Teaching and Administrative Opportunities
In addition to the required teacher training in composition and the classroom experience of first-year composition courses, all doctoral students in Literature teach one 100-level historical survey course in their third year of doctoral study, an excellent opportunity that provides a valuable teaching credential.
They may also be invited to participate in other teaching opportunities depending on their interests, with the chance to design and teach courses in the undergraduate literature program. Beyond English, they have taught both introductory and topics courses in the interdisciplinary undergraduate programs in Black World Studies and Women’s Studies, and several have served as the teaching/administrative TA assigned to the Women’s Studies program.
Other assignments may include research positions that support faculty scholarship or provide assistance in editorial projects.

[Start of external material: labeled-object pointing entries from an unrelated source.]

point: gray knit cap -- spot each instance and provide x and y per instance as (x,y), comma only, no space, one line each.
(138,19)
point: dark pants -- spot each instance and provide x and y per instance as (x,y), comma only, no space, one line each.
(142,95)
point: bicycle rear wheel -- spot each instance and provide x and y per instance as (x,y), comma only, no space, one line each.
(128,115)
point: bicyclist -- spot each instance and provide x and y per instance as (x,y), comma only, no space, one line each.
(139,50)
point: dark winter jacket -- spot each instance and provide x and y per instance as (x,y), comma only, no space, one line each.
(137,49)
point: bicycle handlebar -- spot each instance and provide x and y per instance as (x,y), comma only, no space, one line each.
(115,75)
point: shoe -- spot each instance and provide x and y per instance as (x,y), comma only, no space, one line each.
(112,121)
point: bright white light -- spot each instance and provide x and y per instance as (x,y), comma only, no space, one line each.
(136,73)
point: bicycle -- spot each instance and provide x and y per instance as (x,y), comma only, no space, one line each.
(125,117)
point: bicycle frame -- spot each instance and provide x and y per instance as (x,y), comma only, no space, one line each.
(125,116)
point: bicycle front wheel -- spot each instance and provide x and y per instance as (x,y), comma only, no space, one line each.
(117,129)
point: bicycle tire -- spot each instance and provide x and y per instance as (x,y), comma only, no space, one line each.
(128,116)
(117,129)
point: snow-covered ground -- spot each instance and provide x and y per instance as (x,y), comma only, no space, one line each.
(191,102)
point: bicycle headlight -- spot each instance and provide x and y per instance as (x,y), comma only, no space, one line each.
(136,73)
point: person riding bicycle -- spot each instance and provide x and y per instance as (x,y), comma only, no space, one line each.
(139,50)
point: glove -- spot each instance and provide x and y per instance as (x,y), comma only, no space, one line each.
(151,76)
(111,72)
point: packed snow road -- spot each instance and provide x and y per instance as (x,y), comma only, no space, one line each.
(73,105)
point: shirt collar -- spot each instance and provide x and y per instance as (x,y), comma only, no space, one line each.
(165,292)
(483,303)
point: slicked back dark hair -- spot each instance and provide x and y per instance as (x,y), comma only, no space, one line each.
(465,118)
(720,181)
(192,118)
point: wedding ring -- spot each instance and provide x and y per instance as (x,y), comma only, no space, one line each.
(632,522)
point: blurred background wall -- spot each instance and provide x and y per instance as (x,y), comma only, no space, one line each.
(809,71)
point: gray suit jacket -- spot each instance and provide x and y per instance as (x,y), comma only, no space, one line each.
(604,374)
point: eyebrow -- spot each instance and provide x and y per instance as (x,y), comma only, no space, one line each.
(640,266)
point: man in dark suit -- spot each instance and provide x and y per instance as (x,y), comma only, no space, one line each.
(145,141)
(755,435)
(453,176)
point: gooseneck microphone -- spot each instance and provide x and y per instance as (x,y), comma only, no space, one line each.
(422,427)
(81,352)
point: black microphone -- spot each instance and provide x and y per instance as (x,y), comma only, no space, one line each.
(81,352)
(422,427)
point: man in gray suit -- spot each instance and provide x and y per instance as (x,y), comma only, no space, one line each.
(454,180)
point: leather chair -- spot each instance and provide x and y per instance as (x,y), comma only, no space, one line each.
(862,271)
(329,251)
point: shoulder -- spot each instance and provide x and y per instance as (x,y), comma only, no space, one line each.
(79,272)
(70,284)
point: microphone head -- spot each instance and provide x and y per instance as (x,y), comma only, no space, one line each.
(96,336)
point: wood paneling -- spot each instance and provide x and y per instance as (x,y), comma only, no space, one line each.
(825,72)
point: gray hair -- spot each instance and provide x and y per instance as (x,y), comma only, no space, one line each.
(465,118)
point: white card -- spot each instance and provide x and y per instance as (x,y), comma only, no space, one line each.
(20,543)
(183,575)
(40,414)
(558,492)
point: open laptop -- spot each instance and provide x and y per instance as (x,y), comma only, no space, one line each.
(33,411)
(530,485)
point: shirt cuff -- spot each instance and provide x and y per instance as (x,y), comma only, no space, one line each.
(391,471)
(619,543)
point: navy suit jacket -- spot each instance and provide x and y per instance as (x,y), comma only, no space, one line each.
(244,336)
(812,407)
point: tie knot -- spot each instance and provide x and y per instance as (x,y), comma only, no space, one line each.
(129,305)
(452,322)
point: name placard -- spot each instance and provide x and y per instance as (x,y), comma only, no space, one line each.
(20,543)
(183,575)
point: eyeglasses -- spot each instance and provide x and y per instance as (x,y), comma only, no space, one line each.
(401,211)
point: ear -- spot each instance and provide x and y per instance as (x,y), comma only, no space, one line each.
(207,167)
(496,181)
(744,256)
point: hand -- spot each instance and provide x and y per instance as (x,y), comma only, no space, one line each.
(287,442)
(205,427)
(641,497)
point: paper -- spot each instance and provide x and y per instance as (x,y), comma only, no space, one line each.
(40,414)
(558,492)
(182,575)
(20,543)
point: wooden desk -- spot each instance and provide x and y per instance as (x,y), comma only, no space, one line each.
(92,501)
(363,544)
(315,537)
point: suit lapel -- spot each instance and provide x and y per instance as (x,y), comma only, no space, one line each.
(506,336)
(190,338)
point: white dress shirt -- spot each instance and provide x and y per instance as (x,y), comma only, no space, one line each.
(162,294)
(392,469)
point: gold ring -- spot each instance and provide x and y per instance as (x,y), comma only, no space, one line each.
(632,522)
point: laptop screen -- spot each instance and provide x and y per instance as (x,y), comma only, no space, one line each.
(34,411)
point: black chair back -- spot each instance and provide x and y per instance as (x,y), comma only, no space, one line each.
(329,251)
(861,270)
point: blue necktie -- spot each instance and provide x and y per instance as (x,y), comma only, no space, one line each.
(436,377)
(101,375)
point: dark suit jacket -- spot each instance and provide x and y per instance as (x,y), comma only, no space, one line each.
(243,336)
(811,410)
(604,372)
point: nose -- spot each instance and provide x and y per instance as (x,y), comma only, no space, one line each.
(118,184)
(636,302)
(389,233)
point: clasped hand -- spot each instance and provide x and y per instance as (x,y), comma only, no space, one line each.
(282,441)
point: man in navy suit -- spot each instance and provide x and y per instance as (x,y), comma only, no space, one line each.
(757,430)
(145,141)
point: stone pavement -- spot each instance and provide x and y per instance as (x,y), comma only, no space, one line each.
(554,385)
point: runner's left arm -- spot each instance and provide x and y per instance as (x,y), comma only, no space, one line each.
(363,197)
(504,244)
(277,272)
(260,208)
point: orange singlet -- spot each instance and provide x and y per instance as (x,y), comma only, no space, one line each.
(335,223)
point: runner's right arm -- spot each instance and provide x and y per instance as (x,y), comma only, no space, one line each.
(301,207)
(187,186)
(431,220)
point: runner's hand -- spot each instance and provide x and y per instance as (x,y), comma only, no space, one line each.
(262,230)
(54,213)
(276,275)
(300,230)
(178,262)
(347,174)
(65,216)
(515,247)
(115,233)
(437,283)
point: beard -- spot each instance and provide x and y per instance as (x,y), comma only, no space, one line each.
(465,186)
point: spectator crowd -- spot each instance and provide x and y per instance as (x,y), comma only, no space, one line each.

Beginning in 2002-03, one doctoral student in Literature will serve as Assistant to the Director of Undergraduate Studies, with responsibility for advising undergraduate majors and minors and coordinating special projects.
Doctoral students in Literature also play important roles in activities related to our first-year-writing program. A team of Ph.D. students works together each summer to edit College Composition at Miami, the in-house publication that is required reading for all first-year writing students. Some participate as well in compiling the Teacher’s Guide on which new graduate teaching assistants rely in teaching first-year composition. And the Portfolio project involves doctoral students from Literature in a process that culminates in a two-day holistic evaluation of writing portfolios submitted by incoming students for advanced placement.
In addition, doctoral students in Literature regularly serve on the department’s Graduate Committee, as well as search committees for new faculty members. All of these assignments help to give them a realistic and informed sense of what an academic career entails, as well as enabling doctoral students to make sure that their special concerns are well represented in central venues of department life.